Two years later his mother was disabled after a car accident in Shakopee. Because she could no longer care for her son, Jeff Weise was sent to live with his grandfather on the Red Lake Reservation, more than 200 miles north of the Twin Cities.
His aunt says that move was really hard on the boy, ?I think probably what transpired is Jeff had no say in the very end where he was going to live. You know, your dad's gone, your mom's been in a car accident and everything you know that is normal has been wiped out and now you have to go live with people that you know and love, but it's not your daily routine.?
It seems that it was about this time that the shy, quiet boy, who liked to draw, turned to the internet for friends or understanding. Whatever reason, Weise began frequenting neo-nazi internet chat rooms. Last year, he claimed to be studying the Third Reich, expressed admiration for Hitler and claimed to be a "national socialist".
Eerily, he wrote "once I commit myself to something, I stay until the end."
Classmates in Red Lake, say Weise' was a loner, wearing black eyeliner and dressing in a black trench coat. They point to a high school class picture where he had twisted his hair into devil-like spikes.
About a month ago, his sketch of a guitar-strumming skeleton accompanied by a caption that read "March to the death song 'til your boots fill with blood" was displayed in his English class, said classmate Parston Graves Jr.
Graves, 16, said he was thinking about that picture Tuesday. "I thought that was him letting everyone know" that he was going to do something, Graves said.
Graves said Weise had also shown him comic books he had drawn, filled with well-crafted images of people shooting each other. "It was mental stuff," he said. "It was sick."
Michael Tabman, the FBI's agent in charge of the investigation, said Tuesday authorities had not established a motive for the shootings. Investigators said they did not know if there had been some kind of confrontation between Weise and his grandfather.

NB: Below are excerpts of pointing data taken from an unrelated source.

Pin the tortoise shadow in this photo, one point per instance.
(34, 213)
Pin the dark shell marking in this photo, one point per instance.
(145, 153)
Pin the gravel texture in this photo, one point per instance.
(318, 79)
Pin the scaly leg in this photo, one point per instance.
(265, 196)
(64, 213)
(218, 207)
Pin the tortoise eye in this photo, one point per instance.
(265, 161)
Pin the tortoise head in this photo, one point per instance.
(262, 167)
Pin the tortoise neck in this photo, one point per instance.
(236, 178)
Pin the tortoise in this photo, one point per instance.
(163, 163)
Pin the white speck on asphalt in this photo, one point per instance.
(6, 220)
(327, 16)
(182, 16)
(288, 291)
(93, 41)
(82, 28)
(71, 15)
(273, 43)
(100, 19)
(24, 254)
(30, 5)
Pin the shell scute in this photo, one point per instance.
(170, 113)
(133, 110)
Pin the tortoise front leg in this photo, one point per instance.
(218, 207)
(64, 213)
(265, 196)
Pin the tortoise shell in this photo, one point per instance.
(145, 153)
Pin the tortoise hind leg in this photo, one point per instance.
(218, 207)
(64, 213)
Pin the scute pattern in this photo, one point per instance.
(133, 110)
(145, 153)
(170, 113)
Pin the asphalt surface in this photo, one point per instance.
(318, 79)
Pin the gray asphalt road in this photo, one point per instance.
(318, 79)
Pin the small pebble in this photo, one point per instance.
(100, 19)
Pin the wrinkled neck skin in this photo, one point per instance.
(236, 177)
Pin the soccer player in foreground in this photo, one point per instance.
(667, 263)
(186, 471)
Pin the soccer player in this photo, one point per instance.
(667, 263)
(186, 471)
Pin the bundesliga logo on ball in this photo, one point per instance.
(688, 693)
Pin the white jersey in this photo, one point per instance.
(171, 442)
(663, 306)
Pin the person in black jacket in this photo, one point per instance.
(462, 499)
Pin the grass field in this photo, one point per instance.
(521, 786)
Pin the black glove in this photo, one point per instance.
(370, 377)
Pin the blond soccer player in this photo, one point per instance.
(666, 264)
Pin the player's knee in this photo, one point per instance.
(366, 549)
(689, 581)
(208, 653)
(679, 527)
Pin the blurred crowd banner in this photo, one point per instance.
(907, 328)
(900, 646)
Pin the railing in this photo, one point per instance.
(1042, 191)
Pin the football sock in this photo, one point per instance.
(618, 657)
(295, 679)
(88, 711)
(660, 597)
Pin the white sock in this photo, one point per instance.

If Weise was quiet in school, he became an extrovert in cyberspace. It appeared he may have posted messages on a neo-Nazi Web site expressing admiration for Hitler and calling himself "Todesengel," German for the "Angel of Death."
Several notes signed by a Jeff Weise, who identified himself as "a Native American from the Red Lake `Indian' Reservation," were posted beginning last year on a Web site operated by the Libertarian National Socialist Green Party.
In one posting, he criticized interracial mixing on the reservation and slammed fellow Indian teens for listening to rap music. "We have kids my age killing each other over things as simple as a fight, and it's because of the rap influence," he wrote.
To Weise's aunt Kim Desjarlait, that doesn't sound like the boy she watched grow up in Minneapolis. She said she?ll always remember the boy with the shy smile, not the angry teen who killed nine people and critically injured five others before killing himself.